The Bishop and the Butterfly: Murder, Politics, and the End of the Jazz Age

    Any questions

    Brad Delong today is using his blog to lecture his students . Subject: how we got into this current recession , how to get out of it and why some sensible people are making dumb proposals that we should reject.

    You could read it , today's installment takes about ten minutes. But here's what seems to be the key section 

    It is true that the root problem was a derangement in the subprime mortgage market resulting from irrational exuberance which then triggered a derangement in financial markets more generally due to overleverage and misregulation.

    But we could fix mass unemployment without tackling the fundamental roots of the downturn. We just have to pull the fiscal, monetary, and banking policy levers in such a way as to get aggregate demand back to where it should be. We can then clean up the financial mess later on. Job number one, after all, is to cure mass unemployment rather than to fix the fundamentals of the financial system.

    Here's the link to his blog. It's the second section after a piece about WWII

    http://delong.typepad.com/

    Comments

    Delong's subsidiary theme in this lecture was that the ultimate cause of this Recesson was Milton Friedman's personal philosophy

    , what made Friedman so certain that instability in the money stock was the cause and not the effect? I think the answer is that he was a committed libertarian. He was not just an economic libertarian--not just a believer that the government shouldn’t be interfering in the marketplace in prices and quantities and property rights. He was a social libertarian. He was a believer that the government should not be sticking its nose into people’s bedrooms, or into their ideas about how to pursue better living through chemistry.
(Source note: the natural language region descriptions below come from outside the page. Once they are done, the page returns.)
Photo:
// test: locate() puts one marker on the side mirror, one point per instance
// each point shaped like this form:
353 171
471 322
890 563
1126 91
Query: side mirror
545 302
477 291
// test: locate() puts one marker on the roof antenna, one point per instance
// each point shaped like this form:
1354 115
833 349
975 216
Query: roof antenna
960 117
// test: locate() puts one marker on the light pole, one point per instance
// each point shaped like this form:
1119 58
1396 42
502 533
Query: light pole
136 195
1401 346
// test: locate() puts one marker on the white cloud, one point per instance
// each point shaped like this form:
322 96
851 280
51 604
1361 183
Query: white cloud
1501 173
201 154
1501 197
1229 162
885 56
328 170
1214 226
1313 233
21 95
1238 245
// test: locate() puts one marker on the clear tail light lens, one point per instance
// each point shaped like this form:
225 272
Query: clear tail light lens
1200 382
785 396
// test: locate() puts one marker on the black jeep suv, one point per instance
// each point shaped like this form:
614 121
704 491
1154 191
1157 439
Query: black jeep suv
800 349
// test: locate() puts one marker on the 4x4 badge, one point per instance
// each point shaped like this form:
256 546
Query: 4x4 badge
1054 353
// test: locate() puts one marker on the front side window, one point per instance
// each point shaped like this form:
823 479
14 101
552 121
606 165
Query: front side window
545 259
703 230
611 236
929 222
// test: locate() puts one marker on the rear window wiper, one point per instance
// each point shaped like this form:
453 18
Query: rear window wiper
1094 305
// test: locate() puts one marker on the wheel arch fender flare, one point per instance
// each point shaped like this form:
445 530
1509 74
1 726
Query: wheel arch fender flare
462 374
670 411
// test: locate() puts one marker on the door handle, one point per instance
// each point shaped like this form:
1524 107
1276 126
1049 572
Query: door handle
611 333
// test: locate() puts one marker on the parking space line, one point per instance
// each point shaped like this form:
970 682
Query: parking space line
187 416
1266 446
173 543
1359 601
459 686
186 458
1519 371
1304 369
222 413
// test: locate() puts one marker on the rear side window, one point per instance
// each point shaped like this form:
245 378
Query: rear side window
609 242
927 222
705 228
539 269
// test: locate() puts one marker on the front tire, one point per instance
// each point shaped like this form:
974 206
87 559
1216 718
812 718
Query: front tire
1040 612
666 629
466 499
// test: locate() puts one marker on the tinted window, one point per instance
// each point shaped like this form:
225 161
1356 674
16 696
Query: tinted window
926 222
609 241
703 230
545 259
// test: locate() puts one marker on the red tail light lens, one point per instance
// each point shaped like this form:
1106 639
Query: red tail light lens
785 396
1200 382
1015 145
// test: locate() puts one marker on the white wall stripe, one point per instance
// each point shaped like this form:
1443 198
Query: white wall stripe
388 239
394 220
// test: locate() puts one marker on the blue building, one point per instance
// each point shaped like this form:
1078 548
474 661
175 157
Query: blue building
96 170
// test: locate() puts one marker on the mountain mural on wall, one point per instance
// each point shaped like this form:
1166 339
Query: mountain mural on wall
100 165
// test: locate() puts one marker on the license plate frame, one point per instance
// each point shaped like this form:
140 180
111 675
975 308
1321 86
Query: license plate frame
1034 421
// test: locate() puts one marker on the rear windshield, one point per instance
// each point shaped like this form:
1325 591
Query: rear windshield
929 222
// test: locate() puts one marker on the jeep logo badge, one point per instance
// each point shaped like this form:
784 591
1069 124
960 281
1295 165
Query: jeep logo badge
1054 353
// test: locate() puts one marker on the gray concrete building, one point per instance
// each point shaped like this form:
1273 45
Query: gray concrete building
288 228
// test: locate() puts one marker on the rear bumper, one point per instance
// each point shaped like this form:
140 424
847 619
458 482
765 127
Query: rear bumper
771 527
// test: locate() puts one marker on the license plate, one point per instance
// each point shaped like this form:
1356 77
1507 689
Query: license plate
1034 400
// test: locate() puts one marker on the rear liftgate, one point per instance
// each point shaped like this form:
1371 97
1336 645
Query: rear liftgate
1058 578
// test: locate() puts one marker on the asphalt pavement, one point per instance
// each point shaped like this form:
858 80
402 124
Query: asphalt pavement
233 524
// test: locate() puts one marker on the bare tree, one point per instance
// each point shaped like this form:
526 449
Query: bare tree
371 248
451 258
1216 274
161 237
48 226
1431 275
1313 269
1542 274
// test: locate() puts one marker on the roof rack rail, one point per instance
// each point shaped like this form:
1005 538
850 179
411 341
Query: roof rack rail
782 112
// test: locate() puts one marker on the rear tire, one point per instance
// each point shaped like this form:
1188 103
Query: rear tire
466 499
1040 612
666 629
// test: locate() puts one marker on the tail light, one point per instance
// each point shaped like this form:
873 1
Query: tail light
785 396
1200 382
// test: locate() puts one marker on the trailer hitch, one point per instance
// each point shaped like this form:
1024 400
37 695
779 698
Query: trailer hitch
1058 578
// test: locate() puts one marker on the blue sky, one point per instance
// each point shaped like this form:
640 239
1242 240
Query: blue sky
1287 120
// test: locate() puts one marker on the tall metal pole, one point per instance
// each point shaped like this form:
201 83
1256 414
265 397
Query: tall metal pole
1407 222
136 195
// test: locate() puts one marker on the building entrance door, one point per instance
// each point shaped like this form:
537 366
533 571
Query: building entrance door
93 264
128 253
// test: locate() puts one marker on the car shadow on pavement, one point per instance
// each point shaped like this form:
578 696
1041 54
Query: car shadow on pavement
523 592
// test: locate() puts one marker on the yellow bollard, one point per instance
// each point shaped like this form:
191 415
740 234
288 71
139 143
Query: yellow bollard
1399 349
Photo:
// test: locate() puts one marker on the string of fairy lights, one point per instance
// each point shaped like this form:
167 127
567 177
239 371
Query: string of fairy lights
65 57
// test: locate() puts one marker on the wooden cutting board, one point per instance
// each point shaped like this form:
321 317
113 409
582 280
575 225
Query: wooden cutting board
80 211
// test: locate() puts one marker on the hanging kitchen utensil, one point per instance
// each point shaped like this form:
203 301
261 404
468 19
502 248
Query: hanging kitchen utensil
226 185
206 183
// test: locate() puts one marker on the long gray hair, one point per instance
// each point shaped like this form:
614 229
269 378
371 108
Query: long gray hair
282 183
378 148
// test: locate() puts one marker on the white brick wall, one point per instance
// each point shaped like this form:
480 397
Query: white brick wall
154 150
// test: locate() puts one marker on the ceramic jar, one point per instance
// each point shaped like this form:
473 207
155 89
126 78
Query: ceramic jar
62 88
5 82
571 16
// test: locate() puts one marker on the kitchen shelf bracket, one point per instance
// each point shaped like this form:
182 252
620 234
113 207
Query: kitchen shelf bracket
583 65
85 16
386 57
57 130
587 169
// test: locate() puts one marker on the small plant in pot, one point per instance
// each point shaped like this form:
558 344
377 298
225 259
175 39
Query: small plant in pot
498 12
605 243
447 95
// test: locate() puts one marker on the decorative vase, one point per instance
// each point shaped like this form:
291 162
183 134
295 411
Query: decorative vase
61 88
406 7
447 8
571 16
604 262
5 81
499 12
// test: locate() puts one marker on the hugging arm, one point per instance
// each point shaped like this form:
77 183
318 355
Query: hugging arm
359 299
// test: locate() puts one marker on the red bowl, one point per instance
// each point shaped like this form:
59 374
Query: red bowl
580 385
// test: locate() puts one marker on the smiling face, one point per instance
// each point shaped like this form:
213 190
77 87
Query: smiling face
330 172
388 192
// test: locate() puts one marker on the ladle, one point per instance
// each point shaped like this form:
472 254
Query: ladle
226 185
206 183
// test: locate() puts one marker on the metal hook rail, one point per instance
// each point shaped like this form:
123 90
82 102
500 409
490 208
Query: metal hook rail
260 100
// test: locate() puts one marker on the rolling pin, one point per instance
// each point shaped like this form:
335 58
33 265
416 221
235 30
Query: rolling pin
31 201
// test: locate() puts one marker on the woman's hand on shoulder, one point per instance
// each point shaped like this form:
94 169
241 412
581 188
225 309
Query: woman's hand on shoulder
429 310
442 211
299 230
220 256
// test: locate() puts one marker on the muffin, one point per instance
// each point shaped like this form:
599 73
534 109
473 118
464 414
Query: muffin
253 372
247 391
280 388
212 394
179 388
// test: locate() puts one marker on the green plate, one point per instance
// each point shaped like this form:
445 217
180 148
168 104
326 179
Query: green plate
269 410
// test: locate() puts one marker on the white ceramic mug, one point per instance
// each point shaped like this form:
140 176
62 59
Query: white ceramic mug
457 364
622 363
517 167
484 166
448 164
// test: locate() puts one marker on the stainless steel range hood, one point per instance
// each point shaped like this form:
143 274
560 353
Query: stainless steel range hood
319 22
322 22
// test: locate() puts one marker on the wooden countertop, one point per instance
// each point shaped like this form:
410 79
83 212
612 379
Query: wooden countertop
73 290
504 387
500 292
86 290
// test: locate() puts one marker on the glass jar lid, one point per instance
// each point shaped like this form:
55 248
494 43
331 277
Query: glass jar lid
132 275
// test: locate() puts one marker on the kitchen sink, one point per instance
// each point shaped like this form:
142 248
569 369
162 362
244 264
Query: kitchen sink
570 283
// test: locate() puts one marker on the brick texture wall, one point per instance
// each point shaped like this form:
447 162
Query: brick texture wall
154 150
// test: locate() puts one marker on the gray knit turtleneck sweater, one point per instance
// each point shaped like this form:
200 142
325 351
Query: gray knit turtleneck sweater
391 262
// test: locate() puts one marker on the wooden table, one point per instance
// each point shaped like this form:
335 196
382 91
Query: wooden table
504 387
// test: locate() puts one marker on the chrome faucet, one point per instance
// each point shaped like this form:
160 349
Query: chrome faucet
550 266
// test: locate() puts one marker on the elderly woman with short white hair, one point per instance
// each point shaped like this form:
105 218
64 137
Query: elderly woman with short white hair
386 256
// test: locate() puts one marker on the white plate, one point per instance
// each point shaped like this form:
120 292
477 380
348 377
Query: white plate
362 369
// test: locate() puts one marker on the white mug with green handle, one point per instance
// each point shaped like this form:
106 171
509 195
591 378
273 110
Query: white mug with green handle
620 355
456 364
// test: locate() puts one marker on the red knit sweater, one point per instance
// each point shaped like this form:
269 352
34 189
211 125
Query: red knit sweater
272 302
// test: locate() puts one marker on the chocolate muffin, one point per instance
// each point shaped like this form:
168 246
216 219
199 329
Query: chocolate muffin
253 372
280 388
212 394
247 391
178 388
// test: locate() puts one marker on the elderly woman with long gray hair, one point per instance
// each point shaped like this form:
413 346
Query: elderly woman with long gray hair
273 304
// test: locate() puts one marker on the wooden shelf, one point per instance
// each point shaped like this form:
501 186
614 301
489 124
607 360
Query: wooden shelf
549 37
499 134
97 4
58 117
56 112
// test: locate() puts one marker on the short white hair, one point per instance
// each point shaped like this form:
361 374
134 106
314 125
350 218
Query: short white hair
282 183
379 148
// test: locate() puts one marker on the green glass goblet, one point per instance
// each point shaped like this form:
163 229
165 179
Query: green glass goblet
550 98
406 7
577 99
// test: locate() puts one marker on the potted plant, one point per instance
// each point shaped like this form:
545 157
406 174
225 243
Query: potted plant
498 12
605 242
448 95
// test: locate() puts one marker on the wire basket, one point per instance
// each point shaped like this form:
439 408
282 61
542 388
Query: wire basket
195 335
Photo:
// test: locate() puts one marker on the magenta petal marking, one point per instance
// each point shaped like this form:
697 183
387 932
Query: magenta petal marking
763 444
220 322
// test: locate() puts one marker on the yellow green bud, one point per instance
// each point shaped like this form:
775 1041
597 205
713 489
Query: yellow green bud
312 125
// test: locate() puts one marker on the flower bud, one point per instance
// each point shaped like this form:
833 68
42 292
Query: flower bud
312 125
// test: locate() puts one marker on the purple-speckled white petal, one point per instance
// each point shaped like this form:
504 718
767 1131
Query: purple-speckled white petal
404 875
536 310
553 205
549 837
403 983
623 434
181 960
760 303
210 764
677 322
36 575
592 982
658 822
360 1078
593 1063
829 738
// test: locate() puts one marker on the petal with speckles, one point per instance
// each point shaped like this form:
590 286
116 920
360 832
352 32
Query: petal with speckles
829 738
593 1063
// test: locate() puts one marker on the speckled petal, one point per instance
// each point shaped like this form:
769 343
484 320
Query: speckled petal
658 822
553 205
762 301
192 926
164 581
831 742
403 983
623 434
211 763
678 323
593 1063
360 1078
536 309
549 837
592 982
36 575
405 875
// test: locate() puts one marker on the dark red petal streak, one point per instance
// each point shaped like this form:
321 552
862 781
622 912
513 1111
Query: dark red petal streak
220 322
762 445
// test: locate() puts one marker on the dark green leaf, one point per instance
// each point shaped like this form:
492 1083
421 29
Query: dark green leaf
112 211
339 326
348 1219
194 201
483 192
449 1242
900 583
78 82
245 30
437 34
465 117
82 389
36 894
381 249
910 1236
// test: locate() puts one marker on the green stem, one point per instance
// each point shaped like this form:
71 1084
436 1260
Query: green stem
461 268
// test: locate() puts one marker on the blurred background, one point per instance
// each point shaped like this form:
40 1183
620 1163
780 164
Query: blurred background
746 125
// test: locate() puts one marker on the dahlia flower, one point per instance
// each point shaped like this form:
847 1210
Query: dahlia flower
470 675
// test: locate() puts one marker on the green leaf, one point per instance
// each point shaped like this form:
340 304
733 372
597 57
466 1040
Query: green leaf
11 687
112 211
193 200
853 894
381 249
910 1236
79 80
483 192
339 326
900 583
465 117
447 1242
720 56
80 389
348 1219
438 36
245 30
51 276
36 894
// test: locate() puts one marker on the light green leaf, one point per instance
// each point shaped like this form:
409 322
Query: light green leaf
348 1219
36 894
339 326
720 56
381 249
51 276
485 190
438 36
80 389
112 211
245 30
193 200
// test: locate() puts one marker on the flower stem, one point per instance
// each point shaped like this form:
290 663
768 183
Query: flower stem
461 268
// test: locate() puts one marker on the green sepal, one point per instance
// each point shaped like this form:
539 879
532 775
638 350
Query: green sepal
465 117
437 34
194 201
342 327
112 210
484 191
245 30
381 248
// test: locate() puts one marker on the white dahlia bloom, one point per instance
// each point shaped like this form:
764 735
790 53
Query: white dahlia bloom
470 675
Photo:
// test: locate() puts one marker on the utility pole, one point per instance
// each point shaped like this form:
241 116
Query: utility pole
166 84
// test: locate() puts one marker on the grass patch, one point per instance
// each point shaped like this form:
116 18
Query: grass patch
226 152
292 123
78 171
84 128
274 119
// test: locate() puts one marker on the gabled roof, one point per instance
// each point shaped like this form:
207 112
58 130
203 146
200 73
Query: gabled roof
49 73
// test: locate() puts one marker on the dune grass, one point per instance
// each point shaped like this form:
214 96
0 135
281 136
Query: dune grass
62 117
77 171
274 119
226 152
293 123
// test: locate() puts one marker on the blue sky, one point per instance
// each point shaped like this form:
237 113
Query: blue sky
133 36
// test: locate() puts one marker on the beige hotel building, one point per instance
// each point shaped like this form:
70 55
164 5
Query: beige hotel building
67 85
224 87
He wanted to say that that government is best that governs least: establish property rights, set up some courts to decide things if people dispute, otherwise just get out of the way--don't interfere with market prices or market quantities or property rights or social mores, but get out of the way in order to maximize individual liberty.The problem is that this does not fit with macroeconomics

    And because  Friedman wanted to believe the state shouldn't interfere in the economy he convinced himself ( and generations of followers) that it couldn't , that the economy didn't need regulation. The ultimate source for the belief in  the "efficient market" which regulates itself. The economists' version of a perpetual motion machine.